Save A quick and satisfying sheet-pan nacho recipe loaded with crunchy chips, hearty beans, and colorful frozen vegetables—perfect for a weeknight snack or easy dinner.
I first made these nachos when searching for a speedy dinner that used only what I had on hand. They became a favorite because everyone can add their own toppings for a personal touch.
Ingredients
- Base: 200 g (7 oz) tortilla chips
- Beans: 1 can (400 g / 14 oz) black beans, rinsed and drained, 1/2 tsp ground cumin, 1/2 tsp smoked paprika, 1/4 tsp chili powder, salt and pepper, to taste
- Frozen Vegetables: 300 g (2 cups) mixed frozen vegetables (e.g., corn, bell peppers, carrots, peas)
- Cheese: 150 g (1 1/2 cups) shredded cheddar cheese
- Toppings: 2 spring onions, thinly sliced, 1 medium tomato, diced, 1 small jalapeño, thinly sliced (optional), fresh cilantro, chopped, sour cream, to serve, salsa, to serve, lime wedges
Instructions
- Prep Oven:
- Preheat oven to 200°C (400°F). Line a large baking sheet with parchment paper.
- Season Beans:
- In a bowl, toss the rinsed beans with cumin, smoked paprika, chili powder, salt, and pepper.
- Layer Base:
- Spread the tortilla chips evenly across the prepared baking sheet.
- Add Beans:
- Scatter the spiced beans over the chips.
- Add Veggies:
- Evenly distribute the frozen mixed vegetables on top.
- Cheese Layer:
- Sprinkle the shredded cheddar cheese over everything.
- Bake:
- Bake for 12–15 minutes, until the cheese is melted and bubbly, and vegetables are hot.
- Top & Serve:
- Remove from the oven. Top with spring onions, diced tomato, jalapeño, and cilantro. Serve immediately with sour cream, salsa, and lime wedges on the side.
Save Everyone at home loves gathering around the table to dig into these nachos fresh from the oven. It's a dish that gets families talking and sharing.
Required Tools
Large baking sheet, parchment paper, mixing bowl, and spoon make prep and cleanup stress-free.
Allergen Information
Contains dairy. Check packaging for chip and cheese allergens. Easily adapted for vegan diets.
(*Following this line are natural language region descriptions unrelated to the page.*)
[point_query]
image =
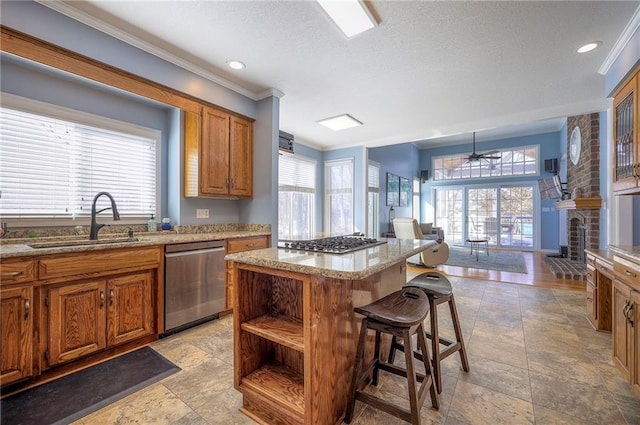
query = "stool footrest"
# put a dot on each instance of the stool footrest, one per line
(385, 406)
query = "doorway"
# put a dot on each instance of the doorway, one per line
(502, 214)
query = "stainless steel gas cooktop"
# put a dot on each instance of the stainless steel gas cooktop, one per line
(331, 245)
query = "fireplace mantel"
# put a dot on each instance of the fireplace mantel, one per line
(580, 204)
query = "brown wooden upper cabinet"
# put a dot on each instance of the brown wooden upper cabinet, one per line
(218, 154)
(626, 151)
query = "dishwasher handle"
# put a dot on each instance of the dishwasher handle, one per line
(193, 246)
(195, 252)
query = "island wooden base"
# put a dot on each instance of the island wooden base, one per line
(295, 338)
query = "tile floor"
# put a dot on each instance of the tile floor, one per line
(534, 360)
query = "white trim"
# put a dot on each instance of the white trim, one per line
(84, 18)
(621, 43)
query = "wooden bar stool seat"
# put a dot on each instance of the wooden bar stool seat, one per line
(399, 314)
(438, 290)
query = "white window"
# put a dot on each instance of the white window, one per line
(339, 196)
(416, 199)
(296, 197)
(373, 200)
(53, 161)
(513, 162)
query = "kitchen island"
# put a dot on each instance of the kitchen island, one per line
(295, 332)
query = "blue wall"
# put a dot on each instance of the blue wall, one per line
(402, 160)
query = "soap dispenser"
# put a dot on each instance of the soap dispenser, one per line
(151, 224)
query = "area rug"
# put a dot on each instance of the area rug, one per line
(71, 397)
(496, 260)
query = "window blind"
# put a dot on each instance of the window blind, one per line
(52, 167)
(296, 174)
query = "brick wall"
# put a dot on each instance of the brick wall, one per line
(585, 176)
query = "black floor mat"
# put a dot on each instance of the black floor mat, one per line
(71, 397)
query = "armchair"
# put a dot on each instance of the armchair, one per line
(432, 232)
(408, 228)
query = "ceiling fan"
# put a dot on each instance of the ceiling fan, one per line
(478, 156)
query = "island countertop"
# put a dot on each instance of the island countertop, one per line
(350, 266)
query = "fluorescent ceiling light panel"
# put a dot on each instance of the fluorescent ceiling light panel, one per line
(351, 16)
(589, 47)
(341, 122)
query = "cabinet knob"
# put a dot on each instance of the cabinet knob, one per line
(11, 275)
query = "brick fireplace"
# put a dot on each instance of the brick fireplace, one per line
(583, 180)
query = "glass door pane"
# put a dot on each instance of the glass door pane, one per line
(450, 214)
(516, 217)
(482, 209)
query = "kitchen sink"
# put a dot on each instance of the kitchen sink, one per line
(79, 242)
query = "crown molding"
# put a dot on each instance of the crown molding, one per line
(84, 18)
(621, 43)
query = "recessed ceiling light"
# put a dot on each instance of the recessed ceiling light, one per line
(235, 64)
(589, 46)
(340, 122)
(351, 16)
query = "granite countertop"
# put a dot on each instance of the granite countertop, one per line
(352, 266)
(20, 248)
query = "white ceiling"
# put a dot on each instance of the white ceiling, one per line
(429, 70)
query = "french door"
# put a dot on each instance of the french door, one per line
(503, 215)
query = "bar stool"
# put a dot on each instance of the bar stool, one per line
(399, 314)
(438, 290)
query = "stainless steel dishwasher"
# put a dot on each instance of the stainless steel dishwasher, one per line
(195, 279)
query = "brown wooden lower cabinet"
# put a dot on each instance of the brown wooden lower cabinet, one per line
(87, 317)
(16, 322)
(626, 319)
(599, 286)
(66, 311)
(622, 332)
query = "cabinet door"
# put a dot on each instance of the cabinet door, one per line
(592, 311)
(214, 153)
(130, 312)
(621, 329)
(16, 323)
(77, 320)
(635, 323)
(625, 135)
(241, 157)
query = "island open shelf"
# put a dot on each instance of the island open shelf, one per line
(295, 338)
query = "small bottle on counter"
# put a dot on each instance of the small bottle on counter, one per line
(151, 224)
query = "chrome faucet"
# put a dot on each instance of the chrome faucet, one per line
(95, 227)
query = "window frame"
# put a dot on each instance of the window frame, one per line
(328, 193)
(313, 193)
(461, 159)
(45, 109)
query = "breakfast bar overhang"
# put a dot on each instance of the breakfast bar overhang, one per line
(295, 331)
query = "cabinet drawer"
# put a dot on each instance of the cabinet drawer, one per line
(247, 244)
(627, 271)
(97, 262)
(17, 271)
(591, 274)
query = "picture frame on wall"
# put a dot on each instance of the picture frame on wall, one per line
(405, 192)
(393, 190)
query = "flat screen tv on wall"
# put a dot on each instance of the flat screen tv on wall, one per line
(550, 188)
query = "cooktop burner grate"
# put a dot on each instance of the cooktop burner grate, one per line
(331, 245)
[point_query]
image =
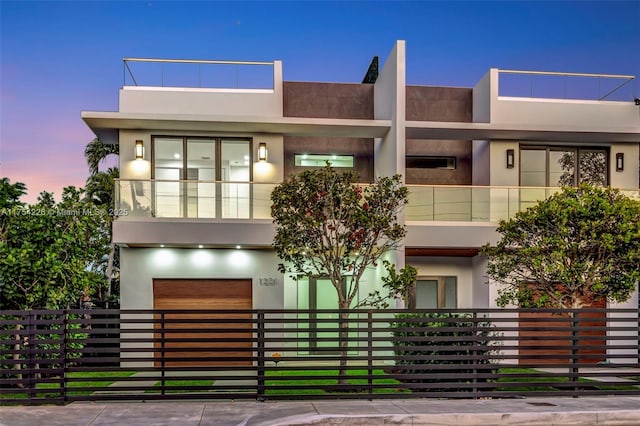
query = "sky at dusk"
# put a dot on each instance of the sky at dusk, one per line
(59, 58)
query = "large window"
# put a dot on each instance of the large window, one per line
(201, 177)
(319, 293)
(321, 160)
(546, 166)
(436, 293)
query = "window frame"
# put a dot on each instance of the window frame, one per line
(441, 291)
(578, 151)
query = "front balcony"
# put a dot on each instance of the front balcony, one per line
(214, 200)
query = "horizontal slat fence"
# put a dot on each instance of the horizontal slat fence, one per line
(60, 356)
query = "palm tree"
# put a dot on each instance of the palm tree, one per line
(97, 152)
(99, 189)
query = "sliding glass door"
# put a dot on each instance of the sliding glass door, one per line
(199, 177)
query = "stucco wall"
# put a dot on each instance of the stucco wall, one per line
(426, 103)
(328, 100)
(461, 267)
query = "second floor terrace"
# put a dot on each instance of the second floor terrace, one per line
(202, 201)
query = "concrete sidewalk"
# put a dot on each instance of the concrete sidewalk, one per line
(534, 411)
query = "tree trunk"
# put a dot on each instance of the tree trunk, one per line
(17, 363)
(344, 343)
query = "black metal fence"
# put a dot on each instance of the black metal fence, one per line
(94, 355)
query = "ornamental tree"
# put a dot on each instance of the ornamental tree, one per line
(578, 246)
(327, 225)
(52, 254)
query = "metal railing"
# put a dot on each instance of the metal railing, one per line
(193, 199)
(78, 355)
(566, 85)
(194, 73)
(251, 200)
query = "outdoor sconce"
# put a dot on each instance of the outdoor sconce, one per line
(511, 159)
(619, 162)
(139, 150)
(262, 152)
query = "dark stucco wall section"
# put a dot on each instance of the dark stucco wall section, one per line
(328, 100)
(426, 103)
(361, 148)
(445, 148)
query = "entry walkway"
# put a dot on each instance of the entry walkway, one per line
(534, 411)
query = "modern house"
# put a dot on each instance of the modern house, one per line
(198, 162)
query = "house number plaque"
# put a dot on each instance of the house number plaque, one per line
(268, 282)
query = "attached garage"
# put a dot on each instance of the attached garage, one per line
(193, 341)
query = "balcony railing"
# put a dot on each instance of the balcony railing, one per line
(564, 85)
(198, 73)
(251, 200)
(193, 199)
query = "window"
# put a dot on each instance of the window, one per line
(320, 160)
(436, 293)
(562, 166)
(319, 293)
(201, 177)
(430, 162)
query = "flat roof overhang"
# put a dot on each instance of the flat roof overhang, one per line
(106, 125)
(496, 131)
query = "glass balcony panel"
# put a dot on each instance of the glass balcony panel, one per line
(240, 200)
(420, 206)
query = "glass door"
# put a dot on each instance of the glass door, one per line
(235, 168)
(201, 176)
(168, 163)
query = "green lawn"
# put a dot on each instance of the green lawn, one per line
(206, 385)
(311, 386)
(532, 387)
(54, 386)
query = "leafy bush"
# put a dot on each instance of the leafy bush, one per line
(441, 348)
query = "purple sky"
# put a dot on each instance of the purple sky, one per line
(60, 58)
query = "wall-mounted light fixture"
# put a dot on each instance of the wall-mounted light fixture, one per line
(511, 159)
(139, 150)
(262, 152)
(619, 162)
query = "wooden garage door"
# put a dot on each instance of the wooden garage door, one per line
(234, 294)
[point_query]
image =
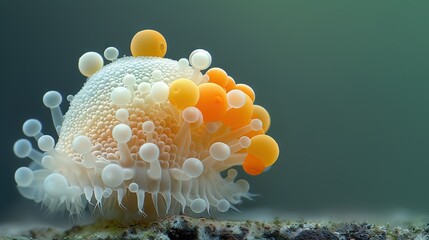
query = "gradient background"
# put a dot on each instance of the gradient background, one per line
(346, 83)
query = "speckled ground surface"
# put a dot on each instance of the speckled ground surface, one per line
(184, 227)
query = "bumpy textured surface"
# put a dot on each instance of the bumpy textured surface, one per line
(183, 227)
(147, 137)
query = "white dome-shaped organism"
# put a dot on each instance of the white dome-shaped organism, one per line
(55, 185)
(113, 175)
(143, 128)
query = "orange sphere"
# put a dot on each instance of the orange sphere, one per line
(218, 76)
(238, 117)
(247, 90)
(212, 102)
(264, 148)
(253, 166)
(148, 43)
(263, 115)
(230, 84)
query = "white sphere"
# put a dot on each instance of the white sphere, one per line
(149, 152)
(52, 99)
(200, 59)
(48, 162)
(198, 205)
(122, 133)
(111, 53)
(24, 176)
(148, 127)
(157, 75)
(144, 87)
(183, 63)
(46, 143)
(129, 80)
(56, 185)
(193, 167)
(236, 98)
(113, 175)
(122, 114)
(81, 144)
(219, 151)
(120, 96)
(90, 63)
(31, 127)
(22, 148)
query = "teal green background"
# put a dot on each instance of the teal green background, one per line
(346, 83)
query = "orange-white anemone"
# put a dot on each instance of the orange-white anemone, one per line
(147, 136)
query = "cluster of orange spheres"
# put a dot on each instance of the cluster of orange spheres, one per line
(219, 100)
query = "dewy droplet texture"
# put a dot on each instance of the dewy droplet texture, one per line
(147, 136)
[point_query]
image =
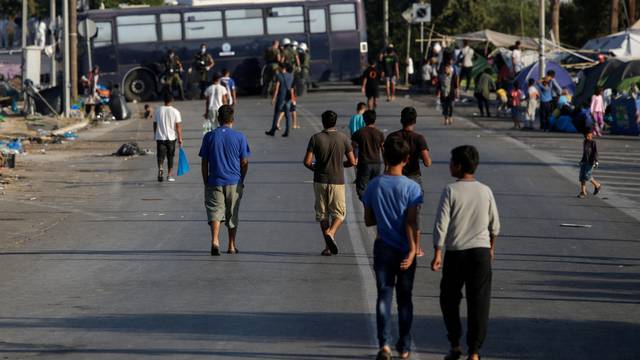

Nutritional Information (per serving)
Calories: 370, Total Fat: 16 g, Carbohydrates: 47 g, Protein: 13 g
Save Serve these nachos hot and loaded for an easy meal that everyone will want to make again. Enjoy the crunchy, cheesy goodness with your favorite dips.
Recipe Help & Answers
- → Can I use other types of beans?
Yes, kidney beans, pinto beans, or chickpeas can be used as alternatives. Rinse and drain well before seasoning.
- → What frozen vegetables work best?
Mixed vegetables like corn, bell peppers, carrots, and peas provide great texture and flavor. Avoid high-water vegetables like spinach to keep chips crispy.
- → How can I make this dish spicier?
Add extra chili powder to the beans or top the finished dish with sliced jalapeños or hot sauce for added heat.
- → Can I substitute the cheddar cheese?
Monterey Jack or plant-based cheese alternatives work well, especially for different dietary needs.
- → What are good serving suggestions?
Serve with sour cream, salsa, and lime wedges to balance flavors and add freshness to the dish.